União Europeia e a Maratona Perdida
Nos últimos dias, os meios de comunicação, nacionais e internacionais, destacaram algo que em Portugal depressa foi ultrapassado pela crise política, a trajetória e ambição europeia em rearmar-se, ou pelo menos, o princípio da oficialização desta nova fase para a Segurança e Defesa do velho continente.
A trajetória, que adquire uma nova velocidade com o anúncio de Von der Leyen do projeto ReArm Europe, que totaliza c.800 mil milhões de euros em defesa, um valor surpreendente que sustenta o atraso de décadas que a União Europeia assume na dimensão do armamento e da defesa.
Apesar de ambiciosa, a entrada no percurso de uma maratona, já vencida e com o seu pódio ocupado, é um tanto embaraçoso e valida os críticos da insuficiência europeia nesta dimensão, um embaraço que adquire uma dimensão reforçada, pelo facto desta trajetória ser iniciada passados três anos da invasão russa sobre a Ucrânia e da recente suspensão norte-americana do apoio armamentista à Ucrânia.
A métrica global da relevância estatal em armamento e dos respetivos posicionamentos no seu mercado, vê a sua representação nos indicadores do SIPRI (Stockholm International Peace Research Institute), revelando os mais recentes estudos deste instituto um incremento na importação de armas por parte da Europa no período 2020-2024, 2,5x superior ao que se havia registado no período 2016-2020.
O que se pode extrair destes valores?

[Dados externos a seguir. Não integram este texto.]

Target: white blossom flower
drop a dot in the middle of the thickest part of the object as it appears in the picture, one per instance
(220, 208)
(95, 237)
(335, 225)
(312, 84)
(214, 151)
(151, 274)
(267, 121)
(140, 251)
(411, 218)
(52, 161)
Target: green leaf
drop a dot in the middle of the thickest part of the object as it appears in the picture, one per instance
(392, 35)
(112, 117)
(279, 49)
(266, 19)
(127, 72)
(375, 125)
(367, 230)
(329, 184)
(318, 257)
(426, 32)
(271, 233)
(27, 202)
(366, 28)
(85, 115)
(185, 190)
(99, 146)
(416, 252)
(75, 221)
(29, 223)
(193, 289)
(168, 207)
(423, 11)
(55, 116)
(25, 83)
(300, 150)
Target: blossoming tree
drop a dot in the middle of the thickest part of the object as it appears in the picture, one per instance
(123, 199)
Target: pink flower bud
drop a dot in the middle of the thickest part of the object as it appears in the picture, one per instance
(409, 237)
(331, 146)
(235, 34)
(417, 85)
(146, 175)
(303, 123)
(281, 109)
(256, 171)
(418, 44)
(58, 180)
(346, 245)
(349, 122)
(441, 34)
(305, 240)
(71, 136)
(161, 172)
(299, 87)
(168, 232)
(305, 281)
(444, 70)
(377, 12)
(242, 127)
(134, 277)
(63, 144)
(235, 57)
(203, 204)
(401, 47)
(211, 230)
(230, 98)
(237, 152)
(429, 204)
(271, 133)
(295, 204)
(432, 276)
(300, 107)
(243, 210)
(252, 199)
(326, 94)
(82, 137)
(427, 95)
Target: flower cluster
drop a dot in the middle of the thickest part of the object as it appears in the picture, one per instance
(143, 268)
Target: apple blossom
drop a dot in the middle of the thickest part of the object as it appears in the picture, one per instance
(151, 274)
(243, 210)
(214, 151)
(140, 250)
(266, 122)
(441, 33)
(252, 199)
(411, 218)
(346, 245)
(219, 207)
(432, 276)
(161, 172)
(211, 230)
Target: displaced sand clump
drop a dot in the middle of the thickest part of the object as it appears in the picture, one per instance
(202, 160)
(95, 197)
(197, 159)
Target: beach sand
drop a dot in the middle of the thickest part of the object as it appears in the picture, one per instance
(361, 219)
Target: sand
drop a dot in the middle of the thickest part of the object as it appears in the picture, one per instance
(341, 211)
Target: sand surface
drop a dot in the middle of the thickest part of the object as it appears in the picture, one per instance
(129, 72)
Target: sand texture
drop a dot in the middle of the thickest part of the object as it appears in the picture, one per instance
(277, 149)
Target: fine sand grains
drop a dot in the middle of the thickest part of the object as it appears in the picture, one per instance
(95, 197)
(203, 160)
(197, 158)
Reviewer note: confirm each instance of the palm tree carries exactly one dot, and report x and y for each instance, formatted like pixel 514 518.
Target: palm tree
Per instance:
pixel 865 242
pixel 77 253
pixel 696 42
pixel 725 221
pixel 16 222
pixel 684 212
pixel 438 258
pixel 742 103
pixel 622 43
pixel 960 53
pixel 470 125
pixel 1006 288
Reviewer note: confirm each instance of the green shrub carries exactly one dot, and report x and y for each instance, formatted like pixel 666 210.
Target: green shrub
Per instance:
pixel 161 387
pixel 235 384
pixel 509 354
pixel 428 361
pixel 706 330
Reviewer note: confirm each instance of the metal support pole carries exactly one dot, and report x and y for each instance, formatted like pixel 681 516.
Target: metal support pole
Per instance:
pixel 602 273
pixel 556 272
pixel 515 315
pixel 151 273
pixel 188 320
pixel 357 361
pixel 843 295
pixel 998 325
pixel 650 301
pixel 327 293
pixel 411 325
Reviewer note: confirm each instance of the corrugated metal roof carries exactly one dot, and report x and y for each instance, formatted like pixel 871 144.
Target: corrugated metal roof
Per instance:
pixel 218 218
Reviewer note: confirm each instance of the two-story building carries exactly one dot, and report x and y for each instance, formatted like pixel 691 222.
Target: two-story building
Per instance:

A constante insuficiência e incumprimento europeu das suas ambições e projetos coletivos, especialmente, quando identificamos que 2/3 destas importações foram efetuadas aos Estados Unidos da América.
A insuficiência prende-se com a já conhecida ambição de autonomização europeia, que adquiriu notoriedade aquando da Presidência Francesa do Conselho da União Europeia em 2022 e dos objetivos de avançar no armamento denotados pela Bússola Estratégica, do mesmo ano, que foi acompanhada pela afirmação «Se não agora, então quando?», de Josep Borrell, Alto Representante da União para os Negócios Estrangeiros e a Política de Segurança, no período 2019-2024.
A problemática inerente a todo este projeto e processo de rearmar a União Europeia, está evidenciado na afirmação de Borrell, a dimensão temporal disponível para assegurar uma reação a ameaças externas, isto é, o espaço disponível para fortalecer e armar a União Europeia, de forma a ser um adversário capaz entre os seus rivais-diretos, gigantes na dimensão do armamento, é insuficiente.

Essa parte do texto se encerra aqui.